I have to be strong today, or weak. I haven’t quite figured it out yet. It’s quiet in the house now. I have yet another cup of tea to drink. How has my life gotten so out of control that my only pleasure left is cold beer?
I sit in my room, alone,
Wondering why I am here.
I used to have friends, or people
I thought of as friends. Now,
My Dad is my only friend.
If you asked me 30 years ago
What I thought life would be like
When I got old and gray,
I would have never guessed
I would be here, writing poems to myself.
No job, no money, no family,
No kids, no future.
Now the cold winter looms.
Why do I waste my time
Crafting words without meaning?
It’s no wonder I drink, what else
Is there to accomplish?
I need to read more poetry,
Connect with others,
And build a future for myself.
It’s almost ten already this morning. Dad finally got out of bed and he’s watching TV now. The morning is over for me. I have already started on lunch with the leftover turkey.
The sun is hidden behind the clouds. My morning sickness has passed. I had some asparagus in a smoothie. I may get another hot pepper in a while. Who pays attention to my life anyway?
The poem I wrote this morning got some likes, so that’s good. The poem I wrote a couple days ago is probably forgotten now. Why do I even write poetry? I don’t even know.
I am upset with myself for being a drunk. I don’t even know why I started drinking so many years ago. Today I have to find something better than drink to fill my time. Writing is good, but I don’t feel like I even know how to write any more.
I will have a quiet day at home today and do some chores. Dinner will be easy. I am not upset that my one friend didn’t even wish me a happy Thanksgiving. I am alone most of the time now and don’t even have a person I can talk to about my problems.
It is morning, cold and gray.
The trees have all lost their leaves
While snow and rain are on the way.
In their burrows the gophers sleep.
I have had my simple breakfast
Of hot peppers and cabbage.
Tea awaits me on the counter.
The eastern sky grows pale.
Would I were a bear
And slept through the cold months
In a cave under the snow.
But I am man and must suffer the chill.
I am brewing my third cup of tea this morning. I have some music going on YouTube now, witch music. Where are you even going to get music like Omnia except somewhere on the net?

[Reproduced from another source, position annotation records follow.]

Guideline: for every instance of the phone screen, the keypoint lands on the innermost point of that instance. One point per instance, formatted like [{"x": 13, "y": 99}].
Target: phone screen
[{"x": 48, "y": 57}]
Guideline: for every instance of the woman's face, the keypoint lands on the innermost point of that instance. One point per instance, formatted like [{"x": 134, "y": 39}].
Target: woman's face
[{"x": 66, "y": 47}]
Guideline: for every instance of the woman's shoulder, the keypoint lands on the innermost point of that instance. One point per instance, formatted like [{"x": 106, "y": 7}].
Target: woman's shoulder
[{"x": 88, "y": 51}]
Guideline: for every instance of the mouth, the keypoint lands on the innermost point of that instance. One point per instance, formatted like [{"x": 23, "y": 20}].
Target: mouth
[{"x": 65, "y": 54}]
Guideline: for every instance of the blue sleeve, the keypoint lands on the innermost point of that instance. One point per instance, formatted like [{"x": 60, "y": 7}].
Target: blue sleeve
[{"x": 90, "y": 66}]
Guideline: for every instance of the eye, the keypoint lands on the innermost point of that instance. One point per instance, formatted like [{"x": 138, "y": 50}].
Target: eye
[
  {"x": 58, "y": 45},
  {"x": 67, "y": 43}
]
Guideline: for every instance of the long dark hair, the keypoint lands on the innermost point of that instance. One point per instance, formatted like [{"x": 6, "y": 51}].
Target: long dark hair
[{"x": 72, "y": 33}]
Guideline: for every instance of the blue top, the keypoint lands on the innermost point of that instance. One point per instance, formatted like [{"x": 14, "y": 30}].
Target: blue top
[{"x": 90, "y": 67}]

I have to get my act together and do something about my lot in life. I have ten dollars now, and that is going to have to last me a while. No more buying alcohol for me.
I should write some poems today. The last poem I wrote got a lot of views and likes, then somehow dropped out of the scene and got nothing after a day. I guess I don’t write things that get a lot of page views. I guess I am a loser.
It’s so dark in the morning now. It’s getting colder outside. Soon the snows will come. I need a shave.